Porque no es lo mismo someterse que aceptar, y este matiz es muy importante en cuanto a la voluntad de Dios. Someterse es como rendirse ante aquel que nos venció en una guerra, tu enemigo, tu invasor se hizo con el control de tu vida y no te queda otra que someterte a su voluntad, pues te va la vida en ello. Pero aceptar es otra cosa, aceptar es lo que el esposo hace en el altar con su esposa y viceversa, aceptar es recibir gozoso aquello que deseamos, amamos y esperamos. Así pues nos sometemos a lo que no nos queda más remedio, pero aceptamos aquello que amamos.

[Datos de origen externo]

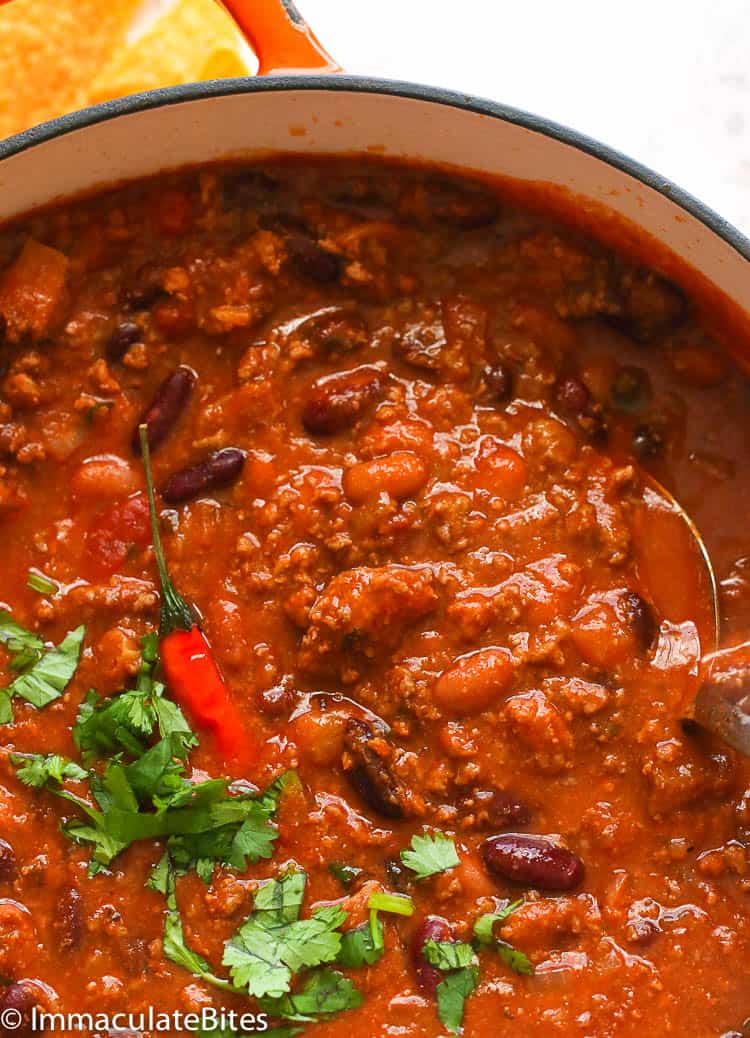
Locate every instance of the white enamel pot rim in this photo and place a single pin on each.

¿Dónde reside la gran diferencia? Pues en que debemos de conocer esa voluntad para amarla y desearla ¿Y esto cómo es? Pues conociendo el corazón de Aquel de quién emana dicha voluntad, y eso comienza por una sincera relación con Jesucristo. Si en cada uno de nosotros estuviese el deseo de ser abrazados por Cristo, si entendiésemos sus deseos de poder amarnos como Él desea, si hubiésemos experimentado la sensación de seguridad y confianza que hay en el abrazo de Cristo, nadie dudaría en correr hacia esa voluntad como refugio en el que habitar cada día.

 Y como ejemplo siempre Jesús. Ante la voluntad de Su Padre, fue sumiso a la cruz, y no solamente sumiso sino gozoso: «el cual por el gozo puesto delante de él sufrió la cruz, menospreciando el oprobio, y se sentó a la diestra del trono de Dios» (He. ‭12:2‬). Tú eres ese gozo que acompañaba a Cristo en la cruz, tu corazón, tu vida rescatada de las garras del infierno, ese era y es el gozo que habita en el corazón de nuestro Redentor; ¿Y aún dudas de si su voluntad será buena y santa hacia ti?

 Hoy mi deseo es animarte a correr hacia la voluntad de Dios como un lugar en el que encontrar refugio, y no un lugar donde soportar el dolor o aprender a sufrir. No, la voluntad de Dios siempre rescata, la voluntad de Dios siempre te hará más libre de lo que eras antes de conocerla y aceptarla.

Y el mundo pasa, y sus deseos; pero el que hace la voluntad de Dios permanece para siempre.